Fast forward to today and we’re in the third phase of development at Cedar Grove, which has already built space for the likes of Best Buy and Gordon Food Services. The business park is still going strong with some 150-acres more to develop, listed at $150,000–$450,000 per acre.
But there’s plenty of empty warehouse space as well. The C-J cited the KEDFA as stating Cedar Grove today includes over a million square feet of unoccupied space in need of tenants. And by now it’s safe to assume if that space is filled, there will be more impact than ever.
But with millions already spent and currently lined up for road improvements that will directly benefit a single private development, it seems impact fees could have helped offset some of those costs in the first place. We should have been able to expect that such a large-scale development over a decade would, as KEDFA files state, cause “significant delays for employees or residents in getting in or out of this area, which can be a major safety concern.”

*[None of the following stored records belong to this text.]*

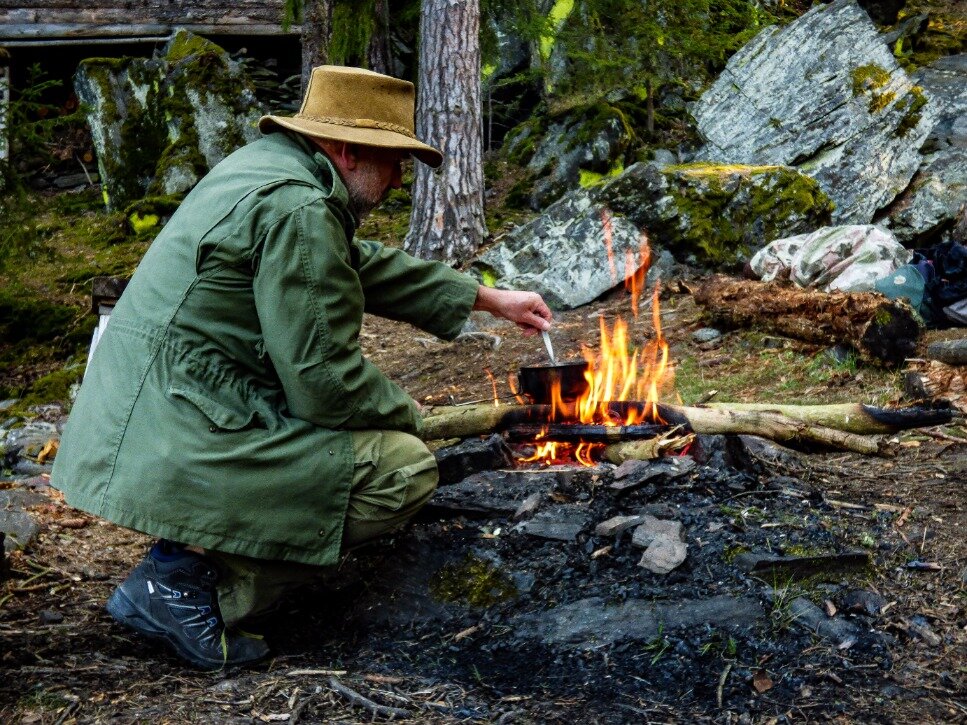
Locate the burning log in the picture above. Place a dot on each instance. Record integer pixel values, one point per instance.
(880, 330)
(477, 420)
(840, 426)
(580, 433)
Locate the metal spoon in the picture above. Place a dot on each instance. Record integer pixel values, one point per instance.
(550, 348)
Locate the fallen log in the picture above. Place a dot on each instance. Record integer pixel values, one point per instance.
(949, 352)
(478, 420)
(851, 417)
(579, 433)
(879, 329)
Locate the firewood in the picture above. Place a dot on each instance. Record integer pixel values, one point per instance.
(851, 417)
(579, 433)
(477, 420)
(879, 329)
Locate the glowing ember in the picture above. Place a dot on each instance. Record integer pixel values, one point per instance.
(617, 371)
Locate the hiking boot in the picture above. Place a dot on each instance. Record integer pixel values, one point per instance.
(176, 601)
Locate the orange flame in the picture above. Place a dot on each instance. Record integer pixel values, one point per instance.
(493, 383)
(617, 371)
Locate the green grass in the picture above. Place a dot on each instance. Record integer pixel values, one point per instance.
(754, 373)
(51, 247)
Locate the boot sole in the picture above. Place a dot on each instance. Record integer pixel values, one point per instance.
(125, 612)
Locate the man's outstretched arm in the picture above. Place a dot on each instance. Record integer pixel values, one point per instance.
(526, 309)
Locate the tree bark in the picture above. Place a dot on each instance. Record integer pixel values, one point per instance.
(378, 56)
(466, 421)
(880, 330)
(316, 34)
(447, 222)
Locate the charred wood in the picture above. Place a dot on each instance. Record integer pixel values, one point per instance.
(579, 433)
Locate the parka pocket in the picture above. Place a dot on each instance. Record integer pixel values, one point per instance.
(221, 416)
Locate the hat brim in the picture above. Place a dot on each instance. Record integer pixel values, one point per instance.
(381, 138)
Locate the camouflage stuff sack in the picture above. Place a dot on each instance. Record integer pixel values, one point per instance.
(842, 259)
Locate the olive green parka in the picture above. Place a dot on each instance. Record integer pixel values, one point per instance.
(217, 406)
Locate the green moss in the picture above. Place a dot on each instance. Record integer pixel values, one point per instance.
(185, 44)
(488, 277)
(913, 105)
(143, 224)
(879, 101)
(474, 582)
(53, 387)
(148, 215)
(725, 210)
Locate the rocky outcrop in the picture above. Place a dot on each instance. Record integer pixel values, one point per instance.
(713, 214)
(563, 254)
(577, 150)
(823, 94)
(708, 214)
(159, 124)
(939, 189)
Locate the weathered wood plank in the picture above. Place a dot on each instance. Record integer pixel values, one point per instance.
(38, 31)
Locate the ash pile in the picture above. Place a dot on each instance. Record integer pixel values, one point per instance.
(723, 580)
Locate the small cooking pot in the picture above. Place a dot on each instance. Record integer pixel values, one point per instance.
(537, 382)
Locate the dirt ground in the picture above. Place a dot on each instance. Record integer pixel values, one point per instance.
(62, 658)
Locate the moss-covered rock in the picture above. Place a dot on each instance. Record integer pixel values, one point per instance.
(160, 124)
(717, 214)
(580, 147)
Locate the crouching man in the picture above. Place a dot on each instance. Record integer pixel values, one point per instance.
(228, 409)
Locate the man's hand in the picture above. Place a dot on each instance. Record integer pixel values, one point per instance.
(526, 309)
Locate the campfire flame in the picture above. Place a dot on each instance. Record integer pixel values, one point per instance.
(617, 370)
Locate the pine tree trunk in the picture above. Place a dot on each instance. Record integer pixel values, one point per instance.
(316, 33)
(378, 54)
(447, 222)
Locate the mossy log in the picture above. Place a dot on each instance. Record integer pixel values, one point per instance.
(881, 330)
(477, 420)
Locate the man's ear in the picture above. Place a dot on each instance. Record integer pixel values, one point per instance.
(349, 156)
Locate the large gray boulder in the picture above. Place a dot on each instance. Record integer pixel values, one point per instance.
(939, 189)
(159, 124)
(826, 95)
(562, 254)
(709, 214)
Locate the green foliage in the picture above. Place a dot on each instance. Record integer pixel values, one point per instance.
(639, 45)
(474, 581)
(32, 123)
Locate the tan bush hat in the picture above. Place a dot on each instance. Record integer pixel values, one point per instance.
(357, 106)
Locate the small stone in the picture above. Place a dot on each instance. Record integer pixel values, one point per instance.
(616, 524)
(805, 614)
(652, 528)
(663, 555)
(918, 627)
(863, 602)
(51, 616)
(528, 506)
(706, 334)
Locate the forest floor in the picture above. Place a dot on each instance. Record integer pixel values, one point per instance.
(386, 628)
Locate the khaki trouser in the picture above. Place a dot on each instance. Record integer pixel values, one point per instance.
(394, 475)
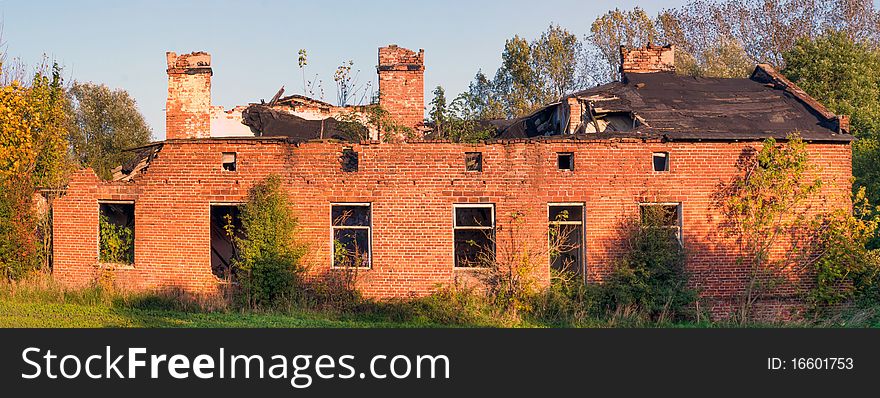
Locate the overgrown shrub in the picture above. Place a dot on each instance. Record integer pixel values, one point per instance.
(117, 242)
(19, 246)
(268, 262)
(845, 269)
(650, 279)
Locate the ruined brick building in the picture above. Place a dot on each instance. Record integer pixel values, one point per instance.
(414, 209)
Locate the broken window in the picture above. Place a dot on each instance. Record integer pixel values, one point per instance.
(225, 228)
(228, 161)
(662, 216)
(566, 237)
(352, 237)
(349, 160)
(565, 160)
(473, 161)
(116, 232)
(474, 230)
(661, 161)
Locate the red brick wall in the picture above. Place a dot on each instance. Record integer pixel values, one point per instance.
(188, 106)
(402, 84)
(412, 188)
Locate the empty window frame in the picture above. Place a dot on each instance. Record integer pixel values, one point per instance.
(661, 161)
(566, 237)
(225, 227)
(474, 235)
(565, 160)
(349, 160)
(227, 159)
(351, 228)
(116, 232)
(473, 161)
(662, 216)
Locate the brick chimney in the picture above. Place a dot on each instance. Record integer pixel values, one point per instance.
(402, 84)
(648, 59)
(188, 108)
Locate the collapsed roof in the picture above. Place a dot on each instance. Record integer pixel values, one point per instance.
(687, 108)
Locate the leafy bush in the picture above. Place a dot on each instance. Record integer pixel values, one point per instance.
(845, 269)
(650, 279)
(268, 263)
(117, 242)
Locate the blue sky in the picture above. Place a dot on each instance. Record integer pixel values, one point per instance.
(254, 44)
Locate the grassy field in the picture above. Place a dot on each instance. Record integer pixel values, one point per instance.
(14, 313)
(43, 304)
(40, 303)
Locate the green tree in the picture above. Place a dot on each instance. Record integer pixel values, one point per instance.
(104, 123)
(611, 30)
(269, 257)
(438, 112)
(33, 153)
(763, 203)
(844, 75)
(532, 74)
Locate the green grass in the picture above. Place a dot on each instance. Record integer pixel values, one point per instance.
(40, 303)
(14, 313)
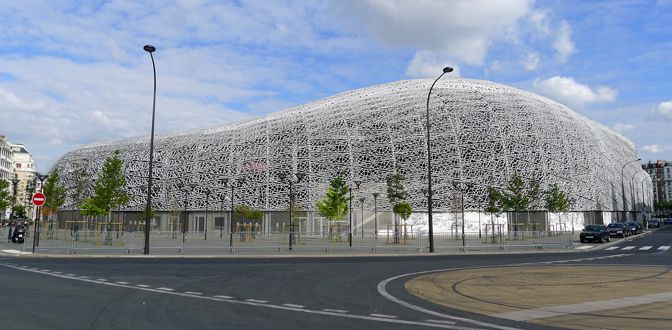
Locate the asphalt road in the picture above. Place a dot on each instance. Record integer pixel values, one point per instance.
(263, 293)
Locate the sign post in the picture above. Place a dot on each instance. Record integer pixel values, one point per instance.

Let’s legalize impact fees in Kentucky sooner rather than later.
why would the developer eat the cost of paved road in HIS developement when he can charge astounding fees for simple water hook up. impact fees have been found unconstitutional around the us. it amazes me how a developer / architect would call theirself an activist while helping developers become billionaires at the taxpayer expense. smh. america is waking up to manipulation.